Lectourois morts pour la France en Indochine

Publié le 19 Octobre 2023

monument aux morts lectoure

Trois noms de soldats morts en Indochine sont gravés en lettres d'or dans le granit gris de notre monument du souvenir. Le 8 juin dernier, Lectoure honorait plus particulièrement l'un d'eux, Maurice Lalague, "Mort pour la France" en Indochine en 1954. Soit il y a 70 ans "à peine". Ce n'est donc pas une éternité, ni le Moyen-Âge, pas plus d'un siècle en arrière comme les poilus de la longue litanie de la "grande guerre" qui est lue chaque année, cérémonieusement, le 11 novembre. L'image de nos grands-pères s'estompe, y compris ceux ayant survécu à la boucherie. Les anciens combattants de 39/45 ou d'Algérie, et les plus "jeunes", ceux des opérations extérieures (OPEX) pour employer la terminologie administrative (177 opérations recensées depuis 1959, parmi les plus connues Zaïre, Tchad, Centrafrique, Liban, Ex-Yougoslavie...), ceux qui sont heureusement revenus, sont là pour nous rappeler à notre devoir de mémoire.

Alors, pourquoi a-t-il fallu attendre 70 ans pour inscrire le nom de Maurice Lalague sur cette stèle ? Ce sont les mystères des arcanes de l'Administration, militaire de surcroît, mais il faut préciser que son corps n'a jamais été retrouvé et que, engagé dans la Légion étrangère, il avait dû, c'est la tradition pour les hommes de rang, déclarer au moment de son incorporation un autre patronyme, Delbeck, et une autre nationalité, Belge, ceci pouvant expliquer cela. Un de ses parents ayant remarqué son absence sur notre monument aux morts, communiqua avec le général Eric Boss, président du comité de Lomagne du Souvenir Français, qui engagea les procédures et obtint enfin la rectification.

Lalague rejoignait ainsi deux autres Lectourois, "Morts pour la France" en Indochine : Louis Dugros et Maurice Toquebens.

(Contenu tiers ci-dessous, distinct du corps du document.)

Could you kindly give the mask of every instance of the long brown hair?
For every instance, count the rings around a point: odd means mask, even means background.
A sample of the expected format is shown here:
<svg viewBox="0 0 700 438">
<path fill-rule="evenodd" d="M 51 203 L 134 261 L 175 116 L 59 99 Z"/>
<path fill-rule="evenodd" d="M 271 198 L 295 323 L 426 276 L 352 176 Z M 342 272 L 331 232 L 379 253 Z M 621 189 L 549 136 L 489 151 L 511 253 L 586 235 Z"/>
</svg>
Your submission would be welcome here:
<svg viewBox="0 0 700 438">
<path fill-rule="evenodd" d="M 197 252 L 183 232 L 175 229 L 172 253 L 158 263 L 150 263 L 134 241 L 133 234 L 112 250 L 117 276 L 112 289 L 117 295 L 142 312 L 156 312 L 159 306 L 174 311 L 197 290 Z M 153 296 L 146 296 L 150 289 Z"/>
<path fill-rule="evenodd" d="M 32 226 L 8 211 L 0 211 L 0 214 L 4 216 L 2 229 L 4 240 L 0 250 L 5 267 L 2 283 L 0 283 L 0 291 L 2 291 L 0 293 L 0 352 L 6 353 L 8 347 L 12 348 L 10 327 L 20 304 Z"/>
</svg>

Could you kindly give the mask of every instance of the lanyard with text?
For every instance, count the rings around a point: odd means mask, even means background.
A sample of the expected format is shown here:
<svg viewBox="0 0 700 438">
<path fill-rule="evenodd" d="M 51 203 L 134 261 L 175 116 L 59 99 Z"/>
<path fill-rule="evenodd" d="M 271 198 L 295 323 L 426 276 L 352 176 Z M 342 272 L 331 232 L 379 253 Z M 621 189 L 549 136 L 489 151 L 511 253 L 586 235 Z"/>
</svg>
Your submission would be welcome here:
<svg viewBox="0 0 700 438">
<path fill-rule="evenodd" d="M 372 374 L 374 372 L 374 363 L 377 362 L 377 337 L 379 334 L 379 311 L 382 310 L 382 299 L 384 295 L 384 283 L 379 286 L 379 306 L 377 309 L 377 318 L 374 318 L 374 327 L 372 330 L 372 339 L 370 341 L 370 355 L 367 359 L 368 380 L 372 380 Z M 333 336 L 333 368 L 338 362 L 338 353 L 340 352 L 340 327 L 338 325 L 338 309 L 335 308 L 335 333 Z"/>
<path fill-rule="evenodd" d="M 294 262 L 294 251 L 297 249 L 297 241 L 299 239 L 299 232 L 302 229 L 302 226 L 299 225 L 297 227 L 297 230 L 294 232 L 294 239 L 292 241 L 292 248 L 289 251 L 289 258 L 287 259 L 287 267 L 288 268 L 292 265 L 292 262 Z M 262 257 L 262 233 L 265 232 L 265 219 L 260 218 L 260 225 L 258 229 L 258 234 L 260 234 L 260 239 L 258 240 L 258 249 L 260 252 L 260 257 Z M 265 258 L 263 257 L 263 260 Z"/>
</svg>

Mais les familles lectouroises de ces morts, et de ceux revenus vivants aussi, se demandaient bien mordiù !, pourquoi aller se battre, et surtout finir, de l'autre côté de la planète ?

 

trois morts pour la france MPLF en indochine

Pour l'opinion publique, influencée par la propagande communiste, la guerre d'Indochine était une "sale guerre". Surtout méconnue, incomprise, elle est aujourd'hui oubliée. Pourtant la présence française dans cet extrême Orient a été importante et pas toujours noire. Ni blanche.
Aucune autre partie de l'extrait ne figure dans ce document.